Related Work & Insights¶
- HyDE (Gao et al.): Uses an LLM to generate hypothetical documents before retrieval; SIAR can be viewed as its variant in the rule domain.
- RankGPT: The reranking concept of \(R^3\) is inspired by it, but the evaluation criteria are extended from semantic relevance to reasoning utility.
- ExpNote/Hypothesis Search: Related works on rule generation and application, whereas this paper focuses on the overlooked retrieval stage.
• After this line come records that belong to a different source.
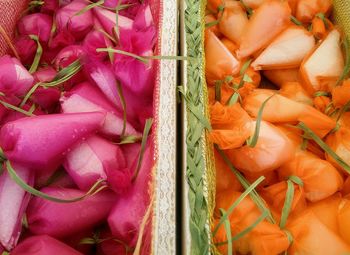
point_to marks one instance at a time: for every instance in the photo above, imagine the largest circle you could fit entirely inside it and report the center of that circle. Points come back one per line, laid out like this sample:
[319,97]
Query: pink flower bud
[95,40]
[13,203]
[129,210]
[77,25]
[38,24]
[62,220]
[85,97]
[14,78]
[43,245]
[88,161]
[26,49]
[41,142]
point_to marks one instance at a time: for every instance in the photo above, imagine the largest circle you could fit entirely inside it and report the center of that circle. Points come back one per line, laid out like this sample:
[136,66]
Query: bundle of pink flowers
[76,102]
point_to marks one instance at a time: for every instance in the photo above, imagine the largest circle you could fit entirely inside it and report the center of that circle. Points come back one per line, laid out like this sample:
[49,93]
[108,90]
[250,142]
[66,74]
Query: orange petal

- Insight: When the retrieval targets and queries belong to different semantic spaces, the "generate-then-retrieve" paradigm holds universal value.
Rating¶
- Novelty: ⭐⭐⭐⭐ — The first to systematically study the rule retrieval problem. The spatial mapping concept of SIAR possesses theoretical elegance.
- Experimental Thoroughness: ⭐⭐⭐⭐ — Comprehensive cross-experiments covering three datasets, multiple retrievers, and multiple model scales.
- Writing Quality: ⭐⭐⭐⭐ — Figure 1 clearly illustrates the problem, and the method description is concise.
- Value: ⭐⭐⭐⭐ — Identifies an important problem and provides effective solutions, though the scale of the rule base limits its impact.